Prosecutorial reforms of the Roh Moo-hyun administration produced an undeniable outcome — the warrant deliberation system. It is equally applied to all people. A judge meets a suspect and hears the argument under this system, and the number of wrongly detained suspects has decreased. Arrests, which weaken suspects’ defenses, are noticeably reduced, and human rights naturally improved. A reform of the criminal justice system is a good thing for everyone. But it should be separated from the Cho crisis.

A similar situation took place in Japan, and it was handled in the opposite way. Justice Minister Katsuyuki Kawai’s wife was elected to the Upper House in July. But the media reported an allegation that she paid 13 campaign staff more than what was allowed by law. A possible link to the minister was also raised. Kawai tendered his resignation on Oct. 31, the day after the report.

“I made the decision, after consulting with my wife, because public trust in the judicial administration must not be lost even for one minute or one second,” he said.

Prime Minister Shinzo Abe also issued an apology. “I offer a sincere apology to the people. I appointed Kawai to the ministerial post. I share my responsibility,” said Abe. His attitude was completely different from Moon’s.

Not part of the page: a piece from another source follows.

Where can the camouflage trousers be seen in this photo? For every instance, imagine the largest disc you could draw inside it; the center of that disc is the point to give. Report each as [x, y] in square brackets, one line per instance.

When the abuse of power scandal by her confidante Choi Soon-sil was reported, President Park Geun-hye shed tears and apologized. But her apology lacked sincerity and specifics, and she was forced out of the Blue House.

If Moon continues to ignore the people, he will end up denying clause 1 of Article 1 of the Constitution that defines Korea as a democratic republic. A first-term lawmaker of the ruling party who declared that he won’t seek re-election said the Cho crisis was “hell.” The people are about to take back the powers they delegated to the president.

Moon must return to his initial beliefs. He must admit he is responsible for everything because he appointed Cho as minister. That is the only way to comfort the public. The nightmare that shook the country has not ended yet.